The head of a once-powerful royal family in the north-east of India is on hunger-strike after state authorities announced plans to force him from his palace and seize control of the building.
In a unlikely showdown, the titular King of Manipur, Leisemha Sanajaob, said he was beginning the fast after the state government at the weekend announced its decision to take control of the Sana Konung palace, which his family has occupied for more than 100 years.
The decision to force out Mr Sanajaob, believed by some to be the latest in a line of living deities dating back to 32AD, has triggered protests in the state capital, Imphal, from groups who say Manipur's culture will be further diluted as result. A number of them are camping out at the palace to try and ensure the authorities do not step in.
"He feels betrayed. In 2006, a memorandum was signed between the king and the government agreeing that no decision should be taken about the palace unless there was consent on both sides," the king's advisor, Puyam Tomcha, told The Independent.
He added: "To the common man, the king is a God. He cannot work, he can only do religious work."
The announcement by the state government to seize the palace in Imphal marks the latest twist in the slow but steady demise of the Ningthouja dynasty, said to be descendants of Pakhanbga, the serpent king.
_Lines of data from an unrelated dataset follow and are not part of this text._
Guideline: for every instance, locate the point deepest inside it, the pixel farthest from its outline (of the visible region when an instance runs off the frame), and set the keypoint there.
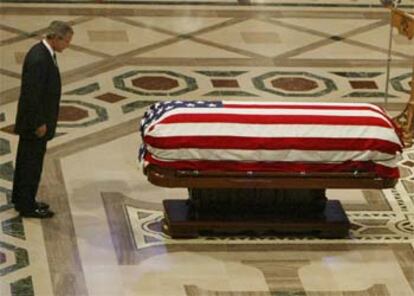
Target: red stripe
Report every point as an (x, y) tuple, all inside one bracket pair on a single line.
[(252, 143), (297, 167), (274, 119)]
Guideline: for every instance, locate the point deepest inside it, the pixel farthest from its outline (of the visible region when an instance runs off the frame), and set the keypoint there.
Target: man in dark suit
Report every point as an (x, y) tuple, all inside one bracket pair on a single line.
[(37, 116)]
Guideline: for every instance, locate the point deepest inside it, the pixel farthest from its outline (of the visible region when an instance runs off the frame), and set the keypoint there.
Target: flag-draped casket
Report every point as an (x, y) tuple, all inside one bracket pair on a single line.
[(270, 137)]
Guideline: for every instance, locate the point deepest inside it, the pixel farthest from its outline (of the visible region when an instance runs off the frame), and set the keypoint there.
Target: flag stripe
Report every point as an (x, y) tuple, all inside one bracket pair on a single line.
[(270, 136), (290, 167), (295, 155), (223, 142)]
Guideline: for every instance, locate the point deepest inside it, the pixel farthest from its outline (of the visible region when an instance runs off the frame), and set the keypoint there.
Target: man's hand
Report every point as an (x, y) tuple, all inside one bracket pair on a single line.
[(41, 131)]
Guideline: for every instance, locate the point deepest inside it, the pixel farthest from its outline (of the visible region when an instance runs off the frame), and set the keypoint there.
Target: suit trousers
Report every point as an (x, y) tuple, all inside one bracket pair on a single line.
[(28, 171)]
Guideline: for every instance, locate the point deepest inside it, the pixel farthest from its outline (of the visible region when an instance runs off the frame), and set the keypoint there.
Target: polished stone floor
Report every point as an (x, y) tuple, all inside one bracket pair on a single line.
[(106, 237)]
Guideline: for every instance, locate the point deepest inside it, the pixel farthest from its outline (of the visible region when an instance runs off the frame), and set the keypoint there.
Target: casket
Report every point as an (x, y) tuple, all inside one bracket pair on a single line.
[(268, 147)]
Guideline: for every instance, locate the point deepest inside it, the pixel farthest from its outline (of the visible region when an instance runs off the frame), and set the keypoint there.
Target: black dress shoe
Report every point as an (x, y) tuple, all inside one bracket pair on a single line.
[(37, 213), (42, 205)]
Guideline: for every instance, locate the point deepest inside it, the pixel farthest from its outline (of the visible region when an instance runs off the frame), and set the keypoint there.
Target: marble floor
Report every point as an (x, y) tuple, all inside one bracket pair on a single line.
[(106, 237)]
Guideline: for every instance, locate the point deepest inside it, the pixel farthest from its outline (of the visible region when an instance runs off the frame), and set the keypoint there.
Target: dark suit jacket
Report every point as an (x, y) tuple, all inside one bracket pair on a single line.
[(39, 95)]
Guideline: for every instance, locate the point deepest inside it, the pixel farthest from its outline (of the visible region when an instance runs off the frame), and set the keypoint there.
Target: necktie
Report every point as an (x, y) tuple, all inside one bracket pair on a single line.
[(54, 59)]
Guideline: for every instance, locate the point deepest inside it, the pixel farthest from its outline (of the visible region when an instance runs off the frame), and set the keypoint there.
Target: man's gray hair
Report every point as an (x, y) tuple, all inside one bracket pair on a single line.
[(58, 29)]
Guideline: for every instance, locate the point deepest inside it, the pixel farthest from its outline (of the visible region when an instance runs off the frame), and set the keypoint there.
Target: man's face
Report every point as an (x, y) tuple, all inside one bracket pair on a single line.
[(59, 44)]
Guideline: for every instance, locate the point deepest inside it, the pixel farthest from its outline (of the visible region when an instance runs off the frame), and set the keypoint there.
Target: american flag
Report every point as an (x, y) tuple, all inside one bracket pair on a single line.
[(270, 136)]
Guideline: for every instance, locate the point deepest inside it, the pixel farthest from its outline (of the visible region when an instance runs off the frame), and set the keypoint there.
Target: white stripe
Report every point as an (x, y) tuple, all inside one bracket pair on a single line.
[(274, 131), (272, 155), (313, 104)]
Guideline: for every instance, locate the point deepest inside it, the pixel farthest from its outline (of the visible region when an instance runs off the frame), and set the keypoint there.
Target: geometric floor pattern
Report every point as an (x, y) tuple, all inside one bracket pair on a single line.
[(106, 237)]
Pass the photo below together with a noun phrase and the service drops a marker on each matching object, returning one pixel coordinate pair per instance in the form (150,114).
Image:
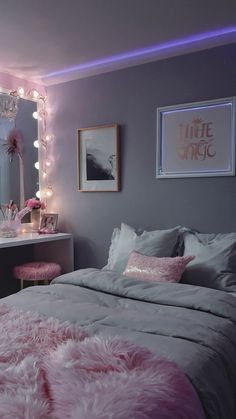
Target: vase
(9,229)
(35,219)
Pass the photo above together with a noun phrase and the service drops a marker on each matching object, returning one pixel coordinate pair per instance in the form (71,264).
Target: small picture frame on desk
(48,223)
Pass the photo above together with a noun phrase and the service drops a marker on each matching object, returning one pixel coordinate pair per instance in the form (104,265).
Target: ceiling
(52,41)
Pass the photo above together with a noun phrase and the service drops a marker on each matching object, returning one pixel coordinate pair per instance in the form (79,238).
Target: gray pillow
(150,243)
(214,265)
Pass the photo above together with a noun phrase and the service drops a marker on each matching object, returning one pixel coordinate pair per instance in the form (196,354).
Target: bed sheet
(193,326)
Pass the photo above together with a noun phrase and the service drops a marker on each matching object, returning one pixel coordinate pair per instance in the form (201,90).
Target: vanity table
(28,247)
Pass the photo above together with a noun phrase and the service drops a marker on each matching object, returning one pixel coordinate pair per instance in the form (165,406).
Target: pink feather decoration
(50,369)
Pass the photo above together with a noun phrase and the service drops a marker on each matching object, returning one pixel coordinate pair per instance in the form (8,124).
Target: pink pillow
(156,269)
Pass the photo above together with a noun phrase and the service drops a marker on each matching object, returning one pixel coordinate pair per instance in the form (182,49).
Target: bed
(180,337)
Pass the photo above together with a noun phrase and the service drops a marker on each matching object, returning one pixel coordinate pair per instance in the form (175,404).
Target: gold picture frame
(99,159)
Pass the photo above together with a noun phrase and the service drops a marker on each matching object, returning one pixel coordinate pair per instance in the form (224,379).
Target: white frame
(197,170)
(44,217)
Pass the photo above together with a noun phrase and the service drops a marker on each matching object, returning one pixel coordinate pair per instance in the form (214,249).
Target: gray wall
(130,97)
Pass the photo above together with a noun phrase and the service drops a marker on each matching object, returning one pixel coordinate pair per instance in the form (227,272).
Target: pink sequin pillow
(156,269)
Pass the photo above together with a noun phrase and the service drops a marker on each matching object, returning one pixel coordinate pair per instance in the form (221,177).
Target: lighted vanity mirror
(17,113)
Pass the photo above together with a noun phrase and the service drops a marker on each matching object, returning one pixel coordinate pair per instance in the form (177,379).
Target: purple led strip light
(147,51)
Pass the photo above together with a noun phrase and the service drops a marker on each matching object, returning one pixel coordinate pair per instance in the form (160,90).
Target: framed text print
(196,139)
(99,159)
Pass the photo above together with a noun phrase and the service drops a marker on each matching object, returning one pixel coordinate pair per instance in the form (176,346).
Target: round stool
(36,272)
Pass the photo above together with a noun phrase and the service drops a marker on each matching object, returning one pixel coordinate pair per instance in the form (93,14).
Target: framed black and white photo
(48,223)
(196,139)
(98,159)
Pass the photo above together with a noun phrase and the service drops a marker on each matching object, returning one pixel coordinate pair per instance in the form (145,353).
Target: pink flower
(35,203)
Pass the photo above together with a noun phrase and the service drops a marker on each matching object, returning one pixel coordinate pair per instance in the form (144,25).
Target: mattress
(193,326)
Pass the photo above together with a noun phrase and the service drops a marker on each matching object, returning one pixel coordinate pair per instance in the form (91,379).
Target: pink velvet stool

The independent state of Manipur, located alongside Burma and one of the "seven sister" states of the Indian north-east, was the very last of the independent princely states to be conquered by the colonial British government.
The Anglo-Manipur War of 1891, triggered by the beheading of half-a-dozen British officers, resulted in a major operation to defeat the sovereign state and appoint a monarch from a minor line of the lineage. The Kangla palace, which had been occupied for centuries, was taken over by British troops and an alternative palace, Sana Konung, was built instead.
In 1947, when India gained independence, Manipur agreed to be part of a union but it was not until 1949 when the then maharajah was forced, some say at gun-point, to sign-away Manipur's sovereignty.
Since 1971, when prime minister Indira Gandhi scrapped the payments to the 600-plus princely states, the royal family of Manipur has, like many other erstwhile royals, has struggled by as best it can, selling off portions of its estate in order to survive.
One Manipuri writer and historian who asked not to be identified, said public opinion about Mr Sanajaob was probably divided, but that a number of people supported him. "He is the customary head of the laws of the land," he said.
For more than three decades, Manipur has been rocked by separatist violence and an attendant crack-down by security forces that has turned it into a heavily militarised place. Unemployment is high, as is drug addiction and HIV infection. In protest at the cycle of violence, one Manipuri woman, Irom Sharmila, has embarked on what has become the world's longest hunger-strike.
Mr Sanajaob's fast is unlikely to last anywhere near as long as her's. The royal advisor, Mr Tomcha said the king would be discussing his strategy over the next day or two.
A spokesman for the government of Manipur on Tuesday failed to respond to inquiries. However, M Okendro Singh, who is also the education minister, told the Times News Network that the government had thought at length on how to renovate the palace "ensure retention of the feel of the glorious era when Manipur existed as an independent nation".